Conference League 2026/27, le possibili avversarie dell’Atalanta: IFK Göteborg (Svezia, 1.780 km da Bergamo)

L’IFK Göteborg è uno dei club più prestigiosi della Scandinavia. Fondato nel 1904, è la squadra più vincente della storia del calcio svedese insieme al Malmö FF e l’unica società nordica ad aver conquistato una grande competizione UEFA, vincendo la Coppa UEFA nel 1982 e nel 1987.

I biancoblù, soprannominati “Blåvitt” (“bianco-blu”), hanno conquistato 18 campionati svedesi e 8 Coppe di Svezia, rappresentando da oltre un secolo una delle istituzioni sportive del Paese.

Giocano le proprie partite al Gamla Ullevi di Göteborg, impianto inaugurato nel 2009 e capace di ospitare 18.454 spettatori.

Una curiosità riguarda il legame con Bergamo. Tra i protagonisti della Coppa UEFA vinta nel 1982 c’è anche Glenn Strömberg, che pochi anni dopo diventa uno dei giocatori più amati della storia dell’Atalanta. Ancora oggi il suo nome è amatissimo dai tifosi nerazzurri.

Un altro storico collegamento con l’Italia è Gunnar Gren, leggenda dell’IFK Göteborg e successivamente stella del Milan nel celebre trio “Gre-No-Li” con Nordahl e Liedholm.

Nel secondo turno preliminare di Conference League l’IFK Göteborg affronta il Levadia Tallinn.

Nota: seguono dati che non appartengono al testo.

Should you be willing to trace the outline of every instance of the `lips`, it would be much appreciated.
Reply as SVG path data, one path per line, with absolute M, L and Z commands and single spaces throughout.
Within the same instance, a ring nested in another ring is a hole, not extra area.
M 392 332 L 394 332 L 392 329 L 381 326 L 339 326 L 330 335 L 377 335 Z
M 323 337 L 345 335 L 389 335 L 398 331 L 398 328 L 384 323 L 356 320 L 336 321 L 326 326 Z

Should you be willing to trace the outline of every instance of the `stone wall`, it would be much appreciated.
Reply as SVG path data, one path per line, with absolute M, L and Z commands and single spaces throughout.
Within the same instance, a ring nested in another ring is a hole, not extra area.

Nell’andata gli estoni si sono imposti a sorpresa 2-1 in Svezia. Il ritorno è in programma il 30 luglio a Tallinn.

Per Transfermarkt la rosa vale circa 18,5 milioni di euro.

Su Instagram i follower sono circa 145 mila.

Göteborg dista circa 1.780 km da Bergamo, sono quasi 20 ore di auto. Da Orio al Serio non è facilmente raggiungibile con voli diretti. Serve uno scalo e almeno 6 ore.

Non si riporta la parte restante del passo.